T666M associée avec la plus grande fréquence
Parmi les trois mutations le plus souvent rencontrées, R583Q, T666M et D715E, c'est T666M qui semble associée à la plus grande fréquence de migraines hémiplégiques (98 %), de crises sévères avec coma (50 %) et de nystagmus (86 %). Le phénotype associé à R583Q était caractérisé par la plus grande fréquence d'ataxies (81 %), en l'absence de nystagmus.

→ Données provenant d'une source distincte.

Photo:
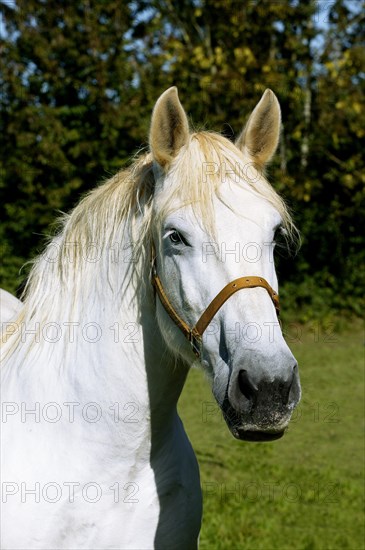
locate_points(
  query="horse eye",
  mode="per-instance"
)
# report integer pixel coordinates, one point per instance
(175, 237)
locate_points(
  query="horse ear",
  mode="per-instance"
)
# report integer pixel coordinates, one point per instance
(169, 127)
(260, 136)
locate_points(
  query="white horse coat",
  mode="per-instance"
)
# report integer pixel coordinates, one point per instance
(94, 454)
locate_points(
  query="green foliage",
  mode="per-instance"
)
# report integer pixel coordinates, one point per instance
(305, 490)
(79, 83)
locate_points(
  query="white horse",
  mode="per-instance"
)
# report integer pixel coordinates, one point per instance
(168, 263)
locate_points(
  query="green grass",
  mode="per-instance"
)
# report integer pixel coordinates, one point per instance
(305, 491)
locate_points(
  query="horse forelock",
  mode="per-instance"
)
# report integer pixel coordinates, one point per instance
(113, 223)
(203, 166)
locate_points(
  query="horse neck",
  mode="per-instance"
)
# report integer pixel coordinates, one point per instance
(110, 352)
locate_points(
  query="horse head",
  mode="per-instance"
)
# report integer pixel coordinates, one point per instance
(215, 223)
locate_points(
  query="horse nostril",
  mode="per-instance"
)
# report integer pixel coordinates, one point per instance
(247, 387)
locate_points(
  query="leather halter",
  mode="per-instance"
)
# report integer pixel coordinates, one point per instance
(194, 335)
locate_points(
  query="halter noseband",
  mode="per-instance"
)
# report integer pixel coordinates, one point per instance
(194, 335)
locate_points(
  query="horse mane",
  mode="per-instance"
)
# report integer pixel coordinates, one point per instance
(61, 277)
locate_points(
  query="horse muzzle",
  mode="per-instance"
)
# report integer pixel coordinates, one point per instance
(260, 410)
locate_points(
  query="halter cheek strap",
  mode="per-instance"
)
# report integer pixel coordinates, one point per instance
(194, 335)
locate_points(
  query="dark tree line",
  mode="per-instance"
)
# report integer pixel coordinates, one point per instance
(79, 80)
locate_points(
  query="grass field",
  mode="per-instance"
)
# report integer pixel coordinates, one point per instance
(305, 491)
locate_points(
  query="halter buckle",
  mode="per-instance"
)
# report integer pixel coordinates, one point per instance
(195, 342)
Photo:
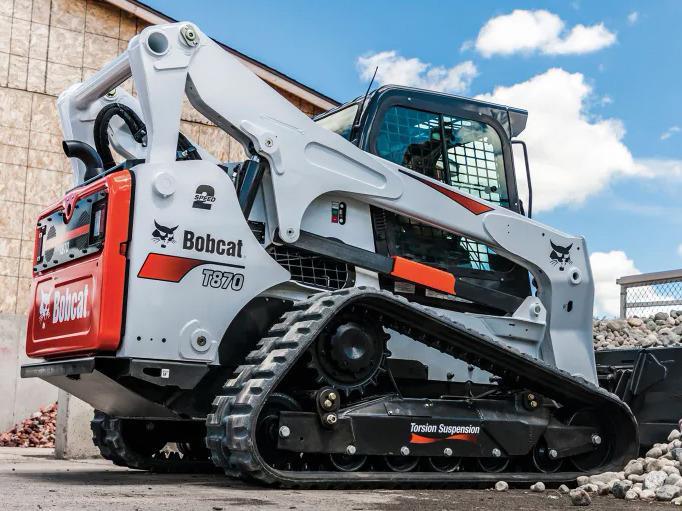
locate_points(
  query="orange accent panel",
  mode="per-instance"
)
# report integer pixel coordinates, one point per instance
(463, 437)
(472, 205)
(77, 307)
(167, 268)
(423, 274)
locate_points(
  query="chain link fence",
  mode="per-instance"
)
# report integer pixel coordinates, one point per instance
(648, 293)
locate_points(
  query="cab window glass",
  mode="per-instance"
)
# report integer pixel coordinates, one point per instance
(474, 164)
(413, 139)
(475, 159)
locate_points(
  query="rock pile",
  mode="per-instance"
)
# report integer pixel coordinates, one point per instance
(36, 431)
(656, 476)
(661, 329)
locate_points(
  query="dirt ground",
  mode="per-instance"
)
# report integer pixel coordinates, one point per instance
(33, 479)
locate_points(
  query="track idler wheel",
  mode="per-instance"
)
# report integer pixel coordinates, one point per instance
(268, 431)
(602, 447)
(444, 464)
(543, 461)
(493, 465)
(350, 354)
(401, 463)
(347, 462)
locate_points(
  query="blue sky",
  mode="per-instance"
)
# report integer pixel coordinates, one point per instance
(627, 86)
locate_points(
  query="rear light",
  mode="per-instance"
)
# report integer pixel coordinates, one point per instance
(98, 221)
(40, 237)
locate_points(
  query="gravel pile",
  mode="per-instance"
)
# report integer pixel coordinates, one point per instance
(36, 431)
(661, 329)
(655, 477)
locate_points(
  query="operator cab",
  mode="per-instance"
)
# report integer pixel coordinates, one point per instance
(462, 142)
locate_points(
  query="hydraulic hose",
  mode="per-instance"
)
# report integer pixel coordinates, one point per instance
(85, 153)
(185, 149)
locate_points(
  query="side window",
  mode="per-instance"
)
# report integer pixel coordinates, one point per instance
(474, 164)
(413, 139)
(475, 160)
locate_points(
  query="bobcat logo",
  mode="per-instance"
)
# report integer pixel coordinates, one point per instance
(44, 310)
(560, 256)
(163, 234)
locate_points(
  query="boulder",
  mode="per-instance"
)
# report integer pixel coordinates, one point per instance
(631, 495)
(667, 492)
(654, 479)
(538, 487)
(619, 488)
(501, 486)
(579, 497)
(634, 467)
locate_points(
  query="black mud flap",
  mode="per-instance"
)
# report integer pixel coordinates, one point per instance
(105, 382)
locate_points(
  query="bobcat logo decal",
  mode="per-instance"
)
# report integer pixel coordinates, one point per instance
(163, 235)
(44, 310)
(560, 256)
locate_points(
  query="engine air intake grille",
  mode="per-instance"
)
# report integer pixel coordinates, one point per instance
(312, 269)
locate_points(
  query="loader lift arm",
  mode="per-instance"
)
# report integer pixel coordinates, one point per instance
(307, 161)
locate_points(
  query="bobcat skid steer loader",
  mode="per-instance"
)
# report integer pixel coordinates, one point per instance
(361, 301)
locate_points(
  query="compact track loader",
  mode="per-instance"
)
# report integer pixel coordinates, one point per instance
(362, 300)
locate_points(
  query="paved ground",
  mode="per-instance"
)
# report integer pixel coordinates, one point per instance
(31, 479)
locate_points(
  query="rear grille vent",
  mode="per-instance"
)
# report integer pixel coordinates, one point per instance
(312, 269)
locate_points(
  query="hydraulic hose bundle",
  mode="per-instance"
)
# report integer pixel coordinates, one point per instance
(185, 149)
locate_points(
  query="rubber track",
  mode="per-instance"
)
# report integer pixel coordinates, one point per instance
(230, 428)
(107, 436)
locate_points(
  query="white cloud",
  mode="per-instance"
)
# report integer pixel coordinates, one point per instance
(572, 155)
(670, 132)
(398, 70)
(606, 268)
(524, 31)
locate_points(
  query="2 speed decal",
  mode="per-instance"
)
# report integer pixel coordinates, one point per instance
(222, 279)
(204, 197)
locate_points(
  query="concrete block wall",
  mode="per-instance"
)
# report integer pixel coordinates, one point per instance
(18, 397)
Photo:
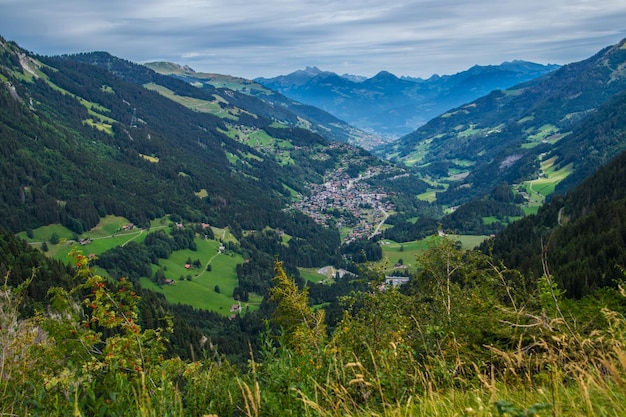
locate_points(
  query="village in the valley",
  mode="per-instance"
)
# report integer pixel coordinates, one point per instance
(349, 204)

Enfin, D715E est associée à la fréquence la plus faible de migraines hémiplégiques (64 %).
Des corrélations plus ou moins étroites commencent donc à apparaître entre génotype et phénotype, qui seront sans doute autant de points de départ pour de futures études visant à approfondir les mécanismes de la migraine hémiplégique familiale au niveau du canal calcique codé par CACNA1A. Il faudra naturellement intégrer au modèle deux types de facteurs supplémentaires : les anomalies de développement neurologique, induites par l'anomalie du canal calcique, et les facteurs environnementaux, qui jouent sans doute un rôle beaucoup plus important dans les migraines classiques que dans la migraine hémiplégique familiale, et auxquels il est par conséquent essentiel d'aboutir, par delà les facteurs génétiques.
A. Ducros et coll. « New England Journal of Medicine », 2001 ; 345 : 17-24.